1. Battery Technologies
In an electric car, the most crucial and the most expensive element is the battery and it presently contributes for around 50% of its cost. it’s estimated that this percentage will drop to 18% by 2030, according to research by Bloomberg New Energy Finance. For electric vehicles to compete with internal combustion engines, battery prices must reduce by more than half, according to the research. To attain greater ranges, faster charging times, and improved safety, companies and research institutions throughout the world are conducting large-scale innovation initiatives.
The most frequently used battery in electric vehicles worldwide is the family of lithium-ion (Li-ion) batteries, which are mostly based on a mixture of cobalt, manganese, nickel, graphite, and other key elements. Solid-state, aluminum-ion, lithium-sulfur, graphene-based supercapacitors, and lithium-air batteries are examples of other kinds of batteries. Most of these are already in development, while others are still in the planning phases.

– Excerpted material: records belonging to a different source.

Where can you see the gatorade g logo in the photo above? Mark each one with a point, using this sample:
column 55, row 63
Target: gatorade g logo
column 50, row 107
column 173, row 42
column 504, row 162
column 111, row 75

2. Challenges for Manufacturer:
The most significant difficulty affecting battery producers is the restricted worldwide supply of lithium and cobalt which are the two crucial components in the production of lithium-ion batteries. As per the United States Geological Survey, lithium-ion batteries which are used in mobile phones and the rising electric car sector account for around 49 percent of worldwide cobalt consumption. Congo is a politically unstable zone where most of the world’s cobalt deposits are situated. In Congo, running a business is often unexpected and immoral that producers struggle to compete in the coming years.
3. The technological breakthrough of lithium-ion battery
• To eliminate the liquid electrolyte part of lithium-ion batteries, Toyota discovered a technique in November 2016. This results in a significantly more reliable power source. The new batteries, which are projected to be available in 2021, offer double the energy density of lithium-ion cells and on a single charge, they can drive electric vehicles over 300 miles.
• Graphene-assisted lithium-ion batteries, developed by Huawei’s Watt Laboratory in December 2016, can operate at temperatures up to 60 degrees Celsius, which is 10 degrees higher than the current limit. According to the company’s estimations, this allows the batteries to function for twice as long as regular lithium-ion batteries do.
• Anode material Titan Niobium Oxide was introduced by Toshiba in October 2017. After six minutes of quick charging, existing batteries now have a twice as large anode and are anticipated to give EVs a 320 km range. This will allow electric vehicles to go more than three times as far as they can now.
• A novel method for improving lithium-ion battery efficiency was disclosed by researchers from Shinshu University in Japan in February 2018. This was achieved by developing a cubic crystal layer between the battery’s electrodes.
• WMG department researchers at Warwick University declared to have discovered a breakthrough technique. This new technique will allow lithium-ion batteries to be charged up to five times quicker than existing limits.
• Researchers at Texas A&M University’s College of Engineering will integrate carbon nanotubes into a lithium metal battery’s electrode in July 2020, which may significantly cut charging durations.